For instance, you can train our best model with 2 A100 (40 Gb) GPUs by running:
CUDA_VISIBLE_DEVICES=0,1 python -m bootstrap.run -o options/tfood_clip.yaml \
--misc.data_parrallel true
To launch training of our model without clip you can use tfood_clip.yaml
instead.
Then, several files are going to be created:
- options.yaml (copy of options)
- logs.txt (history of print)
- logs.json (batchs and epochs statistics)
- view.html (learning curves)
- ckpt_last_engine.pth.tar (checkpoints of last epoch)
- ckpt_last_model.pth.tar
- ckpt_last_optimizer.pth.tar
- ckpt_best_eval_epoch.metric.recall_at_1_im2recipe_mean_engine.pth.tar (checkpoints of best epoch)
- ckpt_best_eval_epoch.metric.recall_at_1_im2recipe_mean_model.pth.tar
- ckpt_best_eval_epoch.metric.recall_at_1_im2recipe_mean_optimizer.pth.tar
You can resume from the last epoch by specifying the options file from the experiment directory while overwritting the exp.resume
option (default is None):
python -m bootstrap.run -o logs/path_to_saved_config_file_in_the_log_dir.yaml \
--exp.resume last
You can evaluate your model on the testing set.

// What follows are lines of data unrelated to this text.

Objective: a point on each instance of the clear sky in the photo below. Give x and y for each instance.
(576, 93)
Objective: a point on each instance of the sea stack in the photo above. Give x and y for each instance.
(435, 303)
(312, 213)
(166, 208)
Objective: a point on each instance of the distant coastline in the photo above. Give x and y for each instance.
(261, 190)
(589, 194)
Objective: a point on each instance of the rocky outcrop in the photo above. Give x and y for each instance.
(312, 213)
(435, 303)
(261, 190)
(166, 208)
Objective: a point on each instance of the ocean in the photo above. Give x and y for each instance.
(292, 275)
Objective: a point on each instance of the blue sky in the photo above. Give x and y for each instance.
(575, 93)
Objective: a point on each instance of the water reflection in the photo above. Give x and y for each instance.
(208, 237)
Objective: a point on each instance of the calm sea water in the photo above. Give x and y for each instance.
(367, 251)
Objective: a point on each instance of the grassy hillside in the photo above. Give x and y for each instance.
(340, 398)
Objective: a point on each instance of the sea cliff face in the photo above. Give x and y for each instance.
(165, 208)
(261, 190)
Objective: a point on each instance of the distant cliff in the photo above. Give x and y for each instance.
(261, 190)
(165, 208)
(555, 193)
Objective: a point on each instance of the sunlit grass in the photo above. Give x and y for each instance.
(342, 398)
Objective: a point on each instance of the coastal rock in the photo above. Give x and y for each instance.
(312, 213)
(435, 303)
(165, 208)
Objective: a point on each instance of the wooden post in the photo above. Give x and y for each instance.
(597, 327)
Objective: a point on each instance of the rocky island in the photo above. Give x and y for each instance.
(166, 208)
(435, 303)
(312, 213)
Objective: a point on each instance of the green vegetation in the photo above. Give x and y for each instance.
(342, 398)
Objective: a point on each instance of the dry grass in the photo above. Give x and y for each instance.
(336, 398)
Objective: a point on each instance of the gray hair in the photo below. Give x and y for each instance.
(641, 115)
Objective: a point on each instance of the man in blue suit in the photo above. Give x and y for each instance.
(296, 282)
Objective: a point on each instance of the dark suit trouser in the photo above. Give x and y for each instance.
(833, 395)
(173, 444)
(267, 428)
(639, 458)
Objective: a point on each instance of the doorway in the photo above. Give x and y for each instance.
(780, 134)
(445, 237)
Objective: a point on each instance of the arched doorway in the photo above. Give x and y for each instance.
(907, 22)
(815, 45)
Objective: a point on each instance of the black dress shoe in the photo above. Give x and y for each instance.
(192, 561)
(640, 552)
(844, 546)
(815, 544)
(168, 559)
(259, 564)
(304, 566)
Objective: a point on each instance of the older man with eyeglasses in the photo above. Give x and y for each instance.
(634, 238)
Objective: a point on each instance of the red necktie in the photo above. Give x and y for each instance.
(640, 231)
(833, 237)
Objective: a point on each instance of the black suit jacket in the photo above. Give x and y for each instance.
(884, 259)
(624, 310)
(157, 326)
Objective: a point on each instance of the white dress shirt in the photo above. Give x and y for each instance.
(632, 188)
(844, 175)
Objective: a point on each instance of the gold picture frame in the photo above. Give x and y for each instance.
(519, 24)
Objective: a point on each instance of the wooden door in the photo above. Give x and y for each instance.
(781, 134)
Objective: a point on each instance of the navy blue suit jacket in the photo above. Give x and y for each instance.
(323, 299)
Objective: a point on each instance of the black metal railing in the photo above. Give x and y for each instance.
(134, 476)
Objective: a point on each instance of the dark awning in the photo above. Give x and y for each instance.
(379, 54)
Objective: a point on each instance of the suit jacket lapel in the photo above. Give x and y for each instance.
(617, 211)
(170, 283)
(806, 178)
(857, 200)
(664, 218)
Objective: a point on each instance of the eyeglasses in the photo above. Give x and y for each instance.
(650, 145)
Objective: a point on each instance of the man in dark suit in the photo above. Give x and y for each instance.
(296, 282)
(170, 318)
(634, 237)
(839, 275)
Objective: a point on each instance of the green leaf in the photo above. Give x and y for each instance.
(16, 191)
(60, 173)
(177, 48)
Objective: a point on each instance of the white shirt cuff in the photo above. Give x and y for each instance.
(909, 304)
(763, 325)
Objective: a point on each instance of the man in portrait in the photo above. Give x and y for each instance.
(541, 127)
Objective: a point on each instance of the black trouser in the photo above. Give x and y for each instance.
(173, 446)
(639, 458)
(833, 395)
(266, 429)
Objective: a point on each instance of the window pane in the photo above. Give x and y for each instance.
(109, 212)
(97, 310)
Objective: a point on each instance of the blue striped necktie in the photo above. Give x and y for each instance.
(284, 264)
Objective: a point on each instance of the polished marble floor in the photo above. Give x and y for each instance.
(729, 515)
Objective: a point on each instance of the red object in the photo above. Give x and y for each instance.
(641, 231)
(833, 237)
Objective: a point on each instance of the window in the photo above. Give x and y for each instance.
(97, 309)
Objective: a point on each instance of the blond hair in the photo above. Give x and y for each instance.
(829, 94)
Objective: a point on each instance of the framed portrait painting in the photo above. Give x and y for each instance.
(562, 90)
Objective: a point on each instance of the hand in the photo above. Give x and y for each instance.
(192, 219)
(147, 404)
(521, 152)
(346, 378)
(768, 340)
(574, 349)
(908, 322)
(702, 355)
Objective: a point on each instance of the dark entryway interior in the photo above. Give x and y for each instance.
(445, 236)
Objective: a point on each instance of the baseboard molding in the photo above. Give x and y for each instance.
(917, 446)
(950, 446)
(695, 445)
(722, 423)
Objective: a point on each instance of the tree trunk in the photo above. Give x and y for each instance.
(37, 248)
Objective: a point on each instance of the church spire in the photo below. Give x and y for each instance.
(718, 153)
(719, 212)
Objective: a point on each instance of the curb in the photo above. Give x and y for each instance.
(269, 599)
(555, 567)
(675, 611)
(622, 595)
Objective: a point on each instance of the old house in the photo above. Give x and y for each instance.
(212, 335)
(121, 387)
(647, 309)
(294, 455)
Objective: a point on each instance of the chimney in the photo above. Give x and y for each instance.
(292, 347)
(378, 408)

In this example, boostrap/run.py load the options from your experiment directory, resume the best checkpoint on the validation set and start an evaluation on the testing set instead of the validation set while skipping the training set (train_split is empty).
python -m bootstrap.run \
-o options/tfood_clip.yaml \
--exp.resume best_eval_epoch.metric.recall_at_1_im2recipe_mean \
--dataset.train_split \
--dataset.eval_split test \
--model.metric.nb_bags 10 \
--model.metric.nb_matchs_per_bag 1000 \
--model.metric.trijoint true \
--misc.data_parrallel false
By default, the model is evaluated on the 1k setup, to evaluate on the 10k setup:
python -m bootstrap.run \
-o options/tfood_clip.yaml \
--exp.resume best_eval_epoch.metric.recall_at_1_im2recipe_mean \
--dataset.train_split \
--dataset.eval_split test \
--model.metric.nb_bags 5 \
--model.metric.nb_matchs_per_bag 10000 \
--model.metric.trijoint true \
--misc.data_parrallel false
You can set model.metric.trijoint
to false to obtain both metrics; from the dual encoders and the multimodal module.
@inproceedings{shukor2022transformer,
title={Transformer Decoders with MultiModal Regularization for Cross-Modal Food Retrieval},
author={Shukor, Mustafa and Couairon, Guillaume and Grechka, Asya and Cord, Matthieu},
booktitle={Proceedings of the IEEE/CVF Conference on Computer Vision and Pattern Recognition},
pages={4567--4578},
year={2022}
}
The code is based on the original code of Adamine. Some code was borrowed from ALBEF, CLIPand timm.